Here we demonstrate AD is a proinflammatory modulator and indicate that MMP-independent mechanisms may play a role downstream of AD-induced inflammatory signaling in dysfunctional vascular remodeling. Future in vivo studies will examine AD and TST supplementation in acute inflammatory response to vascular injury and in MMP-modulated vascular disease.
雄激素缺乏(AD)与动脉粥样硬化、心血管和外周动脉疾病的风险增加有关。尽管这种风险的生化和分子机制尚不清楚,但较高的睾丸酮(TST)水平与显著的免疫保护分子和细胞反应相关。我们的小组先前已经证明,女性性激素通过炎症调节的基质金属蛋白酶(MMP)调节来影响血管发病机制。在这里,我们研究了 AD 和雄激素替代疗法在调节这些激素反应途径中的作用,这些途径可能在血管发病机制的发展中发挥作用。
年老的去势雄性大鼠通过控制释放微球植入(0-150mg)进行 TST 补充。年轻和年老的完整组作为对照。在 0-4 周时收集血清,通过酶联免疫吸附试验、定性细胞因子筛选和定量多重分析进行分析。用人主动脉平滑肌细胞在白细胞介素 1β(IL-1β;5ng/mL)刺激之前或之后用 4,5α-二氢睾丸酮(DHT;0-3000nM)处理。定量聚合酶链反应和凝胶内酶谱法用于测定对 MMP 表达和活性的影响。

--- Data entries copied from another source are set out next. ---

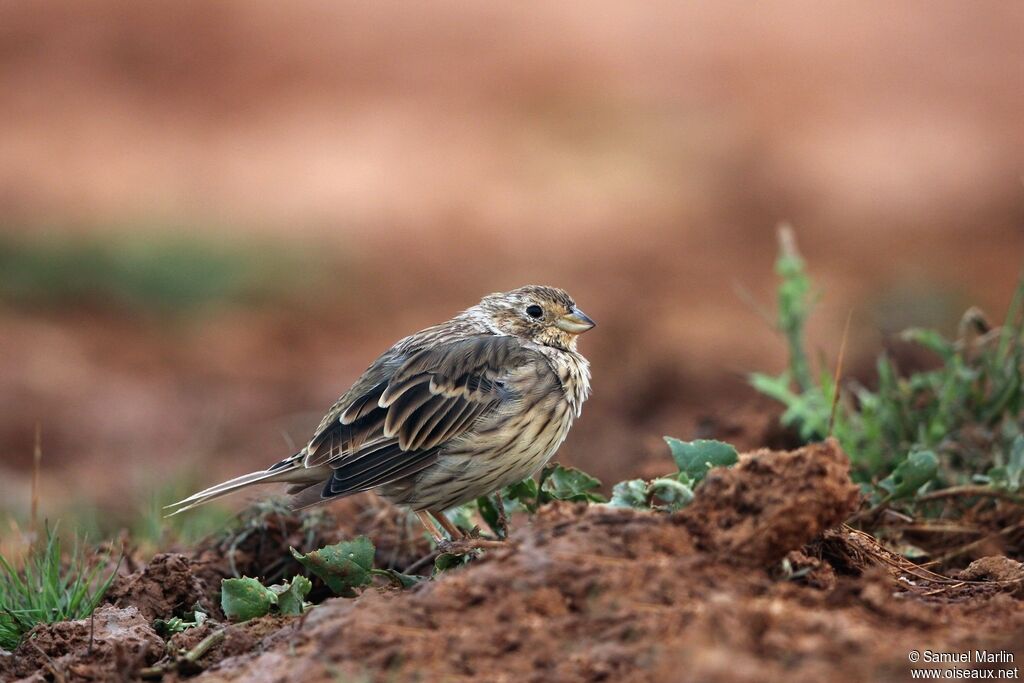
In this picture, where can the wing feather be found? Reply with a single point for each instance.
(398, 422)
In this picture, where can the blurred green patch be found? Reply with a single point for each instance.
(156, 272)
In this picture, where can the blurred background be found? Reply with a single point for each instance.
(214, 216)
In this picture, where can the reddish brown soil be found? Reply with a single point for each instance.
(595, 593)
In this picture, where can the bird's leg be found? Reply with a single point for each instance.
(431, 527)
(503, 520)
(454, 531)
(460, 543)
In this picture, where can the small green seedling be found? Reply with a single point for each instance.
(170, 627)
(243, 599)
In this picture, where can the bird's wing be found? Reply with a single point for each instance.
(399, 415)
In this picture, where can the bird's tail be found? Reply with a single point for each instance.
(290, 469)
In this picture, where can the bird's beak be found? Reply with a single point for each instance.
(574, 323)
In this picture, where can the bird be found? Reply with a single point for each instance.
(446, 415)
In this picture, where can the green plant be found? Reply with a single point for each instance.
(246, 598)
(673, 492)
(46, 590)
(956, 424)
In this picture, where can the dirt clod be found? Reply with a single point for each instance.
(771, 503)
(166, 587)
(995, 567)
(113, 644)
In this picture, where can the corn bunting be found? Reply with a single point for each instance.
(452, 413)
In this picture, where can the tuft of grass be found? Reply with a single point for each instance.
(46, 590)
(966, 413)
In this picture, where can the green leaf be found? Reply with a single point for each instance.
(631, 494)
(291, 596)
(243, 599)
(673, 492)
(343, 566)
(397, 579)
(568, 483)
(1015, 464)
(169, 627)
(695, 458)
(446, 561)
(488, 511)
(919, 468)
(523, 493)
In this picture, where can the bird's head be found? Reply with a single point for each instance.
(546, 315)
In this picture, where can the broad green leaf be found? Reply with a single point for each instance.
(488, 511)
(343, 566)
(446, 561)
(397, 579)
(291, 596)
(674, 493)
(246, 598)
(919, 468)
(695, 458)
(523, 493)
(568, 483)
(631, 494)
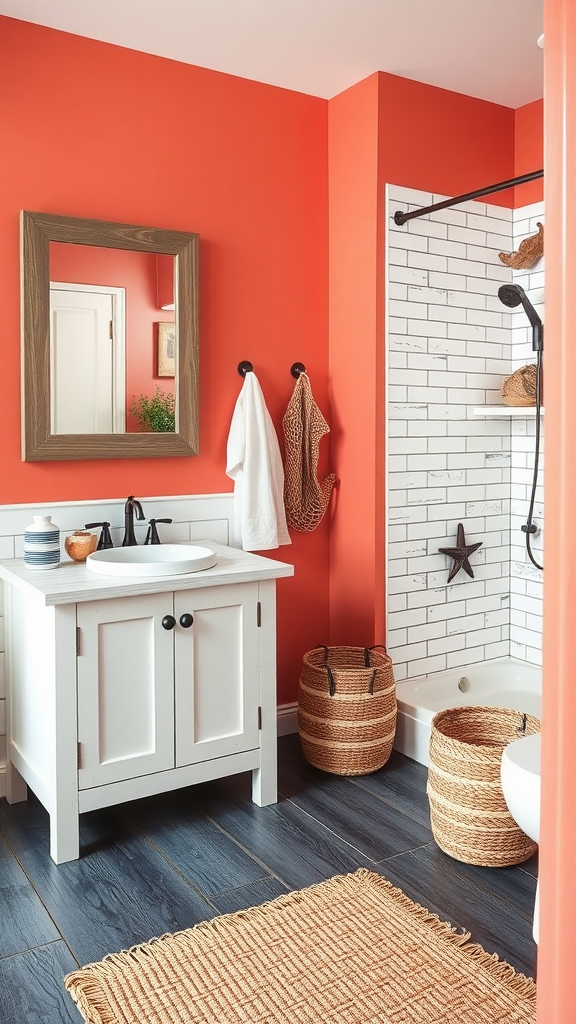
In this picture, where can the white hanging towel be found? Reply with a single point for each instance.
(254, 463)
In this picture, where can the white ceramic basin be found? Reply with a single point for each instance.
(520, 775)
(156, 559)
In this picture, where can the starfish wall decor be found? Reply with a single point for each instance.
(460, 554)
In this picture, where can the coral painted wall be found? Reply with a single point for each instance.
(384, 129)
(529, 151)
(94, 130)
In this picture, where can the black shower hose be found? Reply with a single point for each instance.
(529, 525)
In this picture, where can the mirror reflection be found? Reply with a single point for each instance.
(113, 340)
(110, 329)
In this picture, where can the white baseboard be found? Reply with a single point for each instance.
(287, 720)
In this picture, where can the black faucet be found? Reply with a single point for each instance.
(130, 507)
(152, 536)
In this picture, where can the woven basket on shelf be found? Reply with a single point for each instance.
(520, 387)
(346, 710)
(468, 814)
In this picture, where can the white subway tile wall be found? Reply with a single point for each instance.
(450, 343)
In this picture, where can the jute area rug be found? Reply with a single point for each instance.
(351, 950)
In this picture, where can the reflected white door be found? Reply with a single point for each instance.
(87, 359)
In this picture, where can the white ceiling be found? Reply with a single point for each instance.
(484, 48)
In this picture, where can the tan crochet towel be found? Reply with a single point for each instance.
(528, 253)
(305, 499)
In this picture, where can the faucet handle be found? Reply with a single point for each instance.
(152, 536)
(105, 538)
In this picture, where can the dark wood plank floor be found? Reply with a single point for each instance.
(164, 863)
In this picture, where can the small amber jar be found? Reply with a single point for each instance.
(80, 544)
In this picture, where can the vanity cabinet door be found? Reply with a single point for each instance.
(125, 689)
(216, 672)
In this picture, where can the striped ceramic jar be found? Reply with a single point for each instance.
(42, 544)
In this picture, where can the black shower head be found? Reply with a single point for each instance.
(512, 295)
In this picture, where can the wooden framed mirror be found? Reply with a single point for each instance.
(43, 437)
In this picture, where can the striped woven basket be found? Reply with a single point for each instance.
(468, 814)
(346, 709)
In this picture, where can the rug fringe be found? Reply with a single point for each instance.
(217, 927)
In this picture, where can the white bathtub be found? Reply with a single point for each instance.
(504, 682)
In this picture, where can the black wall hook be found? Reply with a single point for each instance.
(296, 369)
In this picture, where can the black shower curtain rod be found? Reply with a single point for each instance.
(401, 217)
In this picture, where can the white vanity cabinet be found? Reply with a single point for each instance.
(120, 689)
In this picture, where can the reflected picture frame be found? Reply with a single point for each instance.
(166, 350)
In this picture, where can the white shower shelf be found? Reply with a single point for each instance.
(501, 412)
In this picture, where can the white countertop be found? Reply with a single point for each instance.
(71, 582)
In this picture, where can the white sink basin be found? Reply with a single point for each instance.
(156, 559)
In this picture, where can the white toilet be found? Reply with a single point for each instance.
(520, 774)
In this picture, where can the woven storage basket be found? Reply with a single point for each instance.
(520, 387)
(468, 814)
(346, 709)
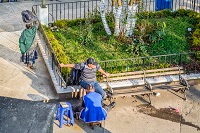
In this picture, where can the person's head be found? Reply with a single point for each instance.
(28, 26)
(91, 63)
(89, 88)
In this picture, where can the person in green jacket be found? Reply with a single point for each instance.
(26, 46)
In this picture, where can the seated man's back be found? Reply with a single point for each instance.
(93, 111)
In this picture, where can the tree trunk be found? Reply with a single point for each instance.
(43, 3)
(103, 17)
(117, 18)
(131, 20)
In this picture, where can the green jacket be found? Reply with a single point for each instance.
(27, 38)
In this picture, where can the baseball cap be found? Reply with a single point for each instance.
(91, 61)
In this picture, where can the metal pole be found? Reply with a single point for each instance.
(43, 3)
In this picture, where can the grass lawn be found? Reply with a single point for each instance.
(85, 38)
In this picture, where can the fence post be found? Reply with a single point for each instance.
(180, 59)
(52, 55)
(143, 63)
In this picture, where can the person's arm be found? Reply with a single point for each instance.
(103, 72)
(67, 65)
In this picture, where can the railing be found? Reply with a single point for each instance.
(71, 10)
(154, 5)
(80, 9)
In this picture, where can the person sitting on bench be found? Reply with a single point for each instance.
(93, 112)
(88, 74)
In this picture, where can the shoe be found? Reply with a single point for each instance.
(109, 94)
(112, 105)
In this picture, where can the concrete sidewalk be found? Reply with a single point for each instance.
(16, 81)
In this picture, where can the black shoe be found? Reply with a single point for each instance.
(110, 106)
(109, 94)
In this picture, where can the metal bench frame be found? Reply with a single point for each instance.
(145, 74)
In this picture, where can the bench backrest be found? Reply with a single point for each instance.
(144, 74)
(164, 72)
(124, 76)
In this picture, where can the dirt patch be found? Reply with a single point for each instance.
(165, 113)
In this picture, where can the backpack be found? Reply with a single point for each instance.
(28, 16)
(75, 75)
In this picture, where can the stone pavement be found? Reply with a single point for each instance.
(16, 81)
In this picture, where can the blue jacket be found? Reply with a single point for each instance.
(93, 111)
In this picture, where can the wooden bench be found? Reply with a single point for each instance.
(126, 84)
(146, 82)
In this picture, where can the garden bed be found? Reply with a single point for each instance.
(158, 33)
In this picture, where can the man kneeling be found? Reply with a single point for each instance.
(93, 112)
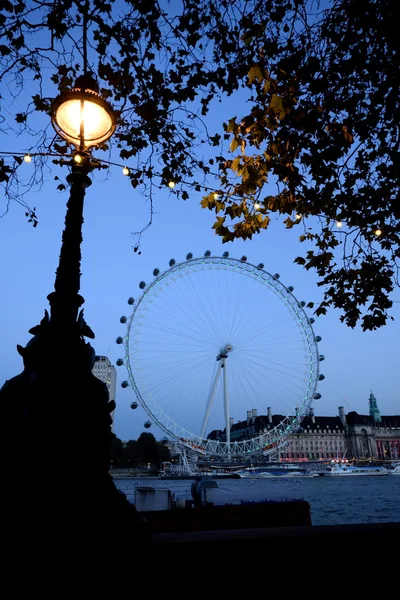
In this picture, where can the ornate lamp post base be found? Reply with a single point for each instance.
(56, 432)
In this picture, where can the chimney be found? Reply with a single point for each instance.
(342, 416)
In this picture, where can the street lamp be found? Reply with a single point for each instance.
(56, 435)
(82, 117)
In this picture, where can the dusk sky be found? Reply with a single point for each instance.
(356, 361)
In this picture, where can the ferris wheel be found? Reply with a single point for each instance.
(221, 355)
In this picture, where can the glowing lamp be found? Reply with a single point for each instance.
(81, 116)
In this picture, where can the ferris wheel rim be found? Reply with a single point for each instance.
(275, 437)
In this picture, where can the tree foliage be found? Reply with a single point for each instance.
(139, 453)
(317, 135)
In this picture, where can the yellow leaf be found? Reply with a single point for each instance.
(255, 73)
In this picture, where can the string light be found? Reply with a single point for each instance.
(171, 184)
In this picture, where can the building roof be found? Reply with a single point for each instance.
(322, 423)
(353, 418)
(333, 423)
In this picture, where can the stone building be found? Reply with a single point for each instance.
(326, 438)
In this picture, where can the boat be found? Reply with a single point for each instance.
(344, 469)
(282, 470)
(394, 469)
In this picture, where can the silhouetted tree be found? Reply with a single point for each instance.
(315, 135)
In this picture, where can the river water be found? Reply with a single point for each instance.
(333, 500)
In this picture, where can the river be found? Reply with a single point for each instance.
(333, 501)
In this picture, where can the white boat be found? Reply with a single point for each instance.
(283, 470)
(394, 469)
(340, 469)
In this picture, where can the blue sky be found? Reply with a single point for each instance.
(355, 362)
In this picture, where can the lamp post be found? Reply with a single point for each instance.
(56, 430)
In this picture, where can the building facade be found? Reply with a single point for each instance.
(345, 436)
(106, 372)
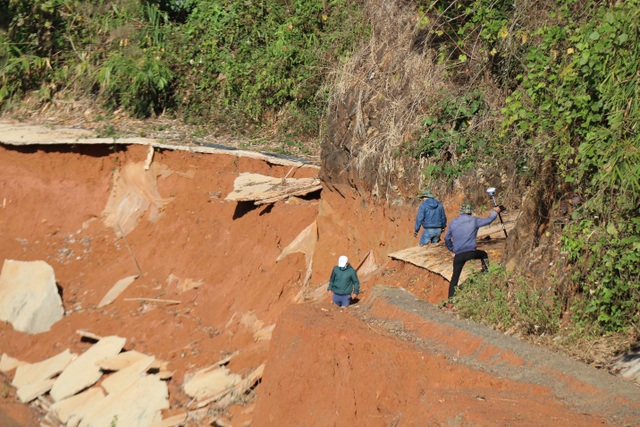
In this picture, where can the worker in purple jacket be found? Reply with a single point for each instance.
(461, 241)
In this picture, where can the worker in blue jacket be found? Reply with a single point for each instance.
(461, 241)
(344, 283)
(431, 218)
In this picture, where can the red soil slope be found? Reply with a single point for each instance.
(325, 367)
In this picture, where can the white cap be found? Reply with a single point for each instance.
(342, 261)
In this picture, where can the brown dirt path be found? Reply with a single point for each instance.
(51, 205)
(396, 360)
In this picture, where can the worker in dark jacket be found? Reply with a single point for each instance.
(344, 283)
(431, 218)
(461, 241)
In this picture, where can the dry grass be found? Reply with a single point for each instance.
(389, 84)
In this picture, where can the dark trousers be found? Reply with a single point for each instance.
(458, 263)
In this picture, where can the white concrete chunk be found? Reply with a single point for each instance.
(76, 407)
(29, 298)
(8, 363)
(84, 371)
(119, 381)
(139, 405)
(261, 189)
(116, 290)
(121, 360)
(37, 372)
(210, 381)
(31, 391)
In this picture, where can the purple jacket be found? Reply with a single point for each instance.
(463, 231)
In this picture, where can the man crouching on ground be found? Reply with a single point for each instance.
(344, 283)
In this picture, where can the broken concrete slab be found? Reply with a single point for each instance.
(119, 381)
(134, 193)
(183, 285)
(77, 406)
(128, 358)
(209, 382)
(139, 405)
(37, 372)
(8, 363)
(29, 298)
(116, 290)
(261, 189)
(186, 418)
(20, 134)
(84, 371)
(237, 391)
(31, 391)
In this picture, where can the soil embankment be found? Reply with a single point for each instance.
(211, 281)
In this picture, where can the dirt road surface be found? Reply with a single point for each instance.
(393, 359)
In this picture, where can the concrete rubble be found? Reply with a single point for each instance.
(29, 298)
(262, 189)
(107, 384)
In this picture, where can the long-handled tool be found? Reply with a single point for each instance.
(492, 192)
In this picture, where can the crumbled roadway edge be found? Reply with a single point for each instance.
(541, 366)
(23, 134)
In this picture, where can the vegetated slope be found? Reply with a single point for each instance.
(219, 260)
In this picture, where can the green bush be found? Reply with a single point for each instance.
(508, 302)
(578, 108)
(252, 58)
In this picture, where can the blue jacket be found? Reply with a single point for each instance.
(463, 231)
(430, 215)
(344, 281)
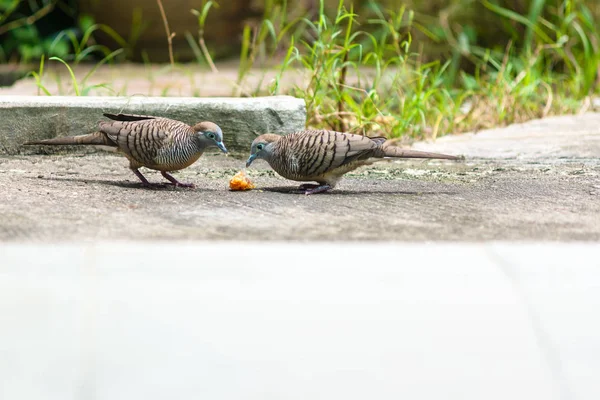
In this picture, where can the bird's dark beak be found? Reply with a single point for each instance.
(221, 146)
(250, 159)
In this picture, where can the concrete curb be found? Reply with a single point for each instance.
(24, 118)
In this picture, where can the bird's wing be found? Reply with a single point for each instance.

在体内,分别用 0.5、2.5 和 35mg TST 微球植入物实现了亚生理、生理和超生理水平的 TST。炎症分析表明,白细胞介素细胞因子,特别是 IL-2、IL-6、IL-10、IL-12 和 IL-13,在 TST 的亚生理水平升高,而 TST 补充降低了白细胞介素。超生理水平的 TST 导致 MMP-9 和组织金属蛋白酶抑制剂-1(TIMP-1)在体内的显著增加。在体外,IL-1β 预处理在低至中水平的 DHT 暴露下略微增加了膜型 1-MMP(MT1-MMP)和 MMP-2 的表达,但这些趋势在统计学上并不显著。
在这里,我们证明 AD 是一种促炎调节剂,并表明 MMP 非依赖性机制可能在 AD 诱导的炎症信号下游在功能失调的血管重塑中发挥作用。未来的体内研究将检查 AD 和 TST 补充在血管损伤后的急性炎症反应中和 MMP 调节的血管疾病中的作用。